Ekweremadu emphasised that the autonomy of local councils was tied to the independence of the state assemblies and understanding of the governors.He said: “Section 7 of the 1999 Constitution (as amended) empowers the states, through their houses of assembly, to make laws establishing local government councils, their structure, composition, finance, and functions. Therefore, the independence and efficiency of the leadership of state assemblies are key to the just and efficient exercise of these functions.”
He, however, regretted that undue executive and political party interferences in some states bring debilitating influences to bear on the leadership recruitment process of the legislature.
He noted that imposition of leadership on any state assembly would render it “ineffectual, pliable, and sometimes, a lame duck that is ever willing to do the master’s biddings.”
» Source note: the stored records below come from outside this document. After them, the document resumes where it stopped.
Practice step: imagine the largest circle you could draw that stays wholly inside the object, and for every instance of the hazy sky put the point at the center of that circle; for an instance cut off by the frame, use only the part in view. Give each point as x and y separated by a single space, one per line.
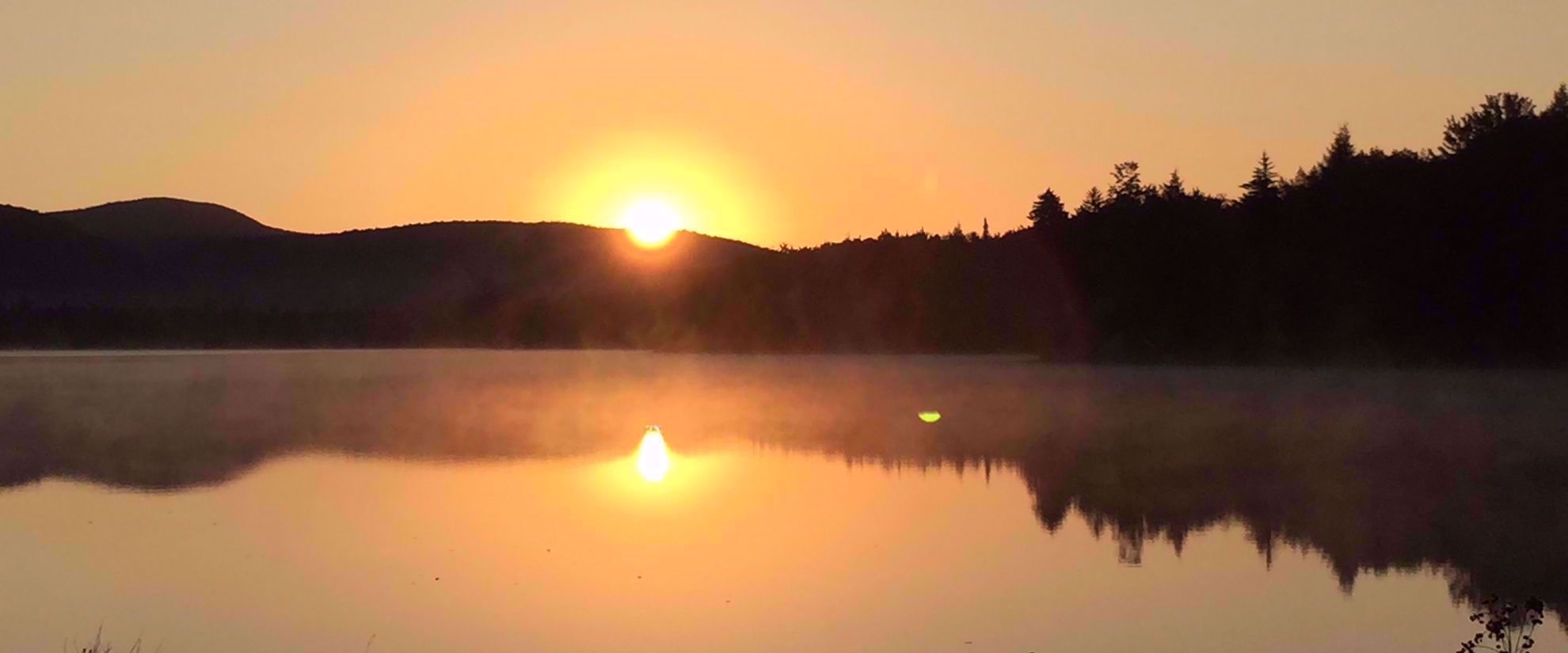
787 121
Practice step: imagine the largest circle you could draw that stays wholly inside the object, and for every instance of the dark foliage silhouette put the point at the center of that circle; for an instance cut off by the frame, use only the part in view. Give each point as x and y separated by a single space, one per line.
1449 257
1369 257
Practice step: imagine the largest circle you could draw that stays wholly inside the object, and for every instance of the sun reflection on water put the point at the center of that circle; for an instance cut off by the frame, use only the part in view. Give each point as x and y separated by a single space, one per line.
653 456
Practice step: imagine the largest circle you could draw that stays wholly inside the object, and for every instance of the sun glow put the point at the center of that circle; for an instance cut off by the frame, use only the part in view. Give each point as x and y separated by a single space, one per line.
707 190
651 221
653 456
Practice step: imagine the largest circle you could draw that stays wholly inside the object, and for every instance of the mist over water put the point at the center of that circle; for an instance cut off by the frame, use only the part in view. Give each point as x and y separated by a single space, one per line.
310 500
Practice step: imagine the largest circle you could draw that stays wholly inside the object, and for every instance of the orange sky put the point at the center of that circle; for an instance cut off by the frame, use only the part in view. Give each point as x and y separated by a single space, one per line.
767 123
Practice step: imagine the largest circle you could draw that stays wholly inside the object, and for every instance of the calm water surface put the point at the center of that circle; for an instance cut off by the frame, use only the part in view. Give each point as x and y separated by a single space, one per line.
264 502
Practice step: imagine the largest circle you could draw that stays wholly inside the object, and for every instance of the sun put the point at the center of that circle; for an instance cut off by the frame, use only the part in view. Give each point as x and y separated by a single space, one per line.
651 221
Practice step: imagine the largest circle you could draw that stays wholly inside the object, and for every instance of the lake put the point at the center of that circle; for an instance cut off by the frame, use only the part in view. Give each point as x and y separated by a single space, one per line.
494 500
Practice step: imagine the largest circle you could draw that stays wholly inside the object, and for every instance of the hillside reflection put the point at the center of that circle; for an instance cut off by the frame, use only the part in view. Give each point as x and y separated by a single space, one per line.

He called on the state assemblies to stand with Nigerians in the effort to create viable and efficient Local Government systems in the country.Responding, the Vice Chairman of the Conference of Speakers of State Legislatures of Nigeria and Speaker of the Enugu State House of Assembly, Uchenna Ubosi, said that the Conference of Speakers had resolved to support the autonomy for local councils and financial independence of state assemblies.
Meanwhile, the Senate yesterday met with stakeholders in the economic sector to review existing strategies.The meeting was attended by the Finance Minister, Kemi Adeosun, Central Bank Governor, Godwin Emefiele, and chief executives of commercial banks.
It was learnt that the issue of how to close gaps between and monetary and fiscal policies by ensuring that they compliment each other dominated discussion at the meeting.
Chairman of the Senate Committee on Banking, Insurance and Other Financial Institutions, Rafiu Ibrahim, confirmed that the problems of increasing interest rates were also deliberated.
In the meantime, the National Assembly and the African Capacity Building Foundation (ACBF) have signed a $1.1million project grant agreement for the National Institute of Legislative Studies (NILS) to improve the legislative capacity of lawmakers and their staff in the West African sub-region.
Senate President and Chairman of the NILS Governing Council, Abubakar Bukola Saraki, who signed yesterday in Abuja on behalf of the National Assembly, said that the NILS-CAP II which targets capacity development in ECOWAS countries and the ECOWAS parliament, would fast-track the implementation of intra-regional trade among ECOWAS member states and effective financial oversight in the sub-region.
Also, the People’s Right to Life Development Foundation (PELDEF) wants the 10 principal officers of the Senate banned from entering the United States following alleged abuse of rule of law and rights of democratic representation.
The United Nations’ Universal Periodic Review (UPR) group also accused the Senate of operating double standard and abuse of rule of law, which is capable of truncating the country’s democracy.
In a letter written to the Congressional Black Caucus of the United States of America Congress and signed by its Chairman Board of Trustees, Comrade Ifot Nathaniel, the body decried the falling standard of the Senate with respect to administration of judicial process as the highest law making body in the country.
The group, citing a case of alleged injustice bordering on failure to inaugurate a Senator-elect, Bassey Etim, wondered why the Senate President, Bukola Saraki, who took oath of allegiance to uphold the Nigerian Constitution and do justice to all manner of persons, would violate same law in alleged discrimination against Etim despite a subsisting court order.